La scelta di utilizzare la piattaforma di SecondLife, rispetto ad altre forme più consolidate di istruzione a distanza, si giustifica con la possibilità che tale ambiente offre di simulare interazioni reali attraverso lo strumento dell’avatar e delle ricostruzioni in 3D. Infine le modalità di scambio, via chat o comunque mediate dalle nuove tecnologie audio, incrociano una modalità di comunicazione particolarmente diffusa tra gli alunni e per questa via si intende recuperare un’ulteriore componente motivazionale oltre a quella fornita dalla metodologia didattica del reciprocal teaching.

Ma che cosa si può fare su Second Life? Costruire il proprio avatar, interagire con gli altri e, con un po' di spirito di iniziativa, diventare un imprenditore. E, perché no, anche lo studente. Magari della prestigiosa Harvard University. O in uno qualsiasi dei corsi che più di 100 fra scuole e università hanno messo in piedi nel mondo virtuale inventato dai Linden Lab nel 2003.

Dopo la grande invasione delle grandi aziende, molte delle quali hanno aperto un negozi o filiali "virtuali", e dei giornali, adesso anche scuole e università stanno provando a vivere l'avventura del metaverso parallelo di Linden Lab. La prima ad occupare un'isola in 3D è stata l'università del Texas, nell'agosto del 2006. La professoressa Anne Beamish, insegnante di progettazione urbana, ha creato insieme a Robin Harper un corso di design di spazi pubblici. L'idea era di costringere gli studenti a ripensare la loro idea di spazio pubblico mettendoli in contatto con uno spazio "virtuale", simile e diverso allo stesso da tempo a uno spazio reale. L'iniziativa è stata un successo, tanto da spingere anche altri atenei a mettere in piedi dei corsi nel mondo virtuale ed esplorare nuovi modi di insegnare. Le lezioni, per la maggior parte delle volte, si svolgono in classi virtuali del tutto simili a quelle reali, con tanto di banchi e lavagne. L'Università dell'Ohio, addirittura, ha comprato tre isole virtuali e ha iniziato la costruzione di un campus "replica" di quello reale.

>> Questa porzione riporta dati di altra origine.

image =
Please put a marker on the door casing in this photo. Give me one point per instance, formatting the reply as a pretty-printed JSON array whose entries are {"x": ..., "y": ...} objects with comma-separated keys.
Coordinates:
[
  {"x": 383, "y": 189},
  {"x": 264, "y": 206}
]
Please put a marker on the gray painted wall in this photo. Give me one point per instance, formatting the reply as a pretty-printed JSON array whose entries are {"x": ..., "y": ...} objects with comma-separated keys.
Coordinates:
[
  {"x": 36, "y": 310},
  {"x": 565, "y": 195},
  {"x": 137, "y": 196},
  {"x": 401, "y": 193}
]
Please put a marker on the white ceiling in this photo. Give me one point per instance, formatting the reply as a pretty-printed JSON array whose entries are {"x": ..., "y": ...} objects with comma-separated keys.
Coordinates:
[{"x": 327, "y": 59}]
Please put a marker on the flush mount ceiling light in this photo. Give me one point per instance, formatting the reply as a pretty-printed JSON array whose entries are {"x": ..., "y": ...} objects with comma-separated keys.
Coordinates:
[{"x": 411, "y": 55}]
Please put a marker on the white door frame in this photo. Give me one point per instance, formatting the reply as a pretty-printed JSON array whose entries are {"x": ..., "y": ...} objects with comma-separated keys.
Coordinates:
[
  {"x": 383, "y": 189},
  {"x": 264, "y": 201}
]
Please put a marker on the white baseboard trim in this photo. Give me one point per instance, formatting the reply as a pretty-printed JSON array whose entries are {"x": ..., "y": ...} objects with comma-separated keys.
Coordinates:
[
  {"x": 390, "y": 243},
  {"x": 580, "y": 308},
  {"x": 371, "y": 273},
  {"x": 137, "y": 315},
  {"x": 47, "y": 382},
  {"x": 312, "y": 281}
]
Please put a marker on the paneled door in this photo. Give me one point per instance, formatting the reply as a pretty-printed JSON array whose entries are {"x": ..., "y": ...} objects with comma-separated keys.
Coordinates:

Ma che senso ha ricreare le classi in un mondo 3D? E' un modo per creare un senso di comunità fra gli studenti virtuali. Per farti sentire vicino il tuo compagno di banco, anche se magari si collega dalla Corea.
Ed è proprio l'insegnamento a distanza che può essere rivoluzionato da Second Life. Gli studenti interagiscono fra loro come se fossero in un campus, rendendo di fatto invisibile ogni distanza. La sperimentazione educativa è ormai partita e gli esperti credono che il potenziale dell'educazione virtuale sia enorme. La maggior parte delle persone che organizza corsi di lingue su Second Life pensa all'e-learning come qualcosa che non richieda partecipazione da parte dello studente. Uno studio passivo, fatto di materiale scaricato e test da compilare on-line. Ma in Second-life l'interazione umana avviene in tempo reale, permettendo di fare esperienza in prima persona. Che è il modo migliore, è noto, per imparare una lingua.

Anche gli italiani si stanno dando da fare. Andrea Benassi, ricercatore dell'Indire, ha aperto un campus su Second Life. Si chiama Second Learnign ed è dedicato agli studenti italiani. E il gruppo Espresso ha organizzato, a scopi didattici, incontri "impossibili" con i personaggi del Risorgimento italiano. E non sono stati pochi i "cittadini virtuali" che si sono collegati per parlare e discutere con Garibaldi.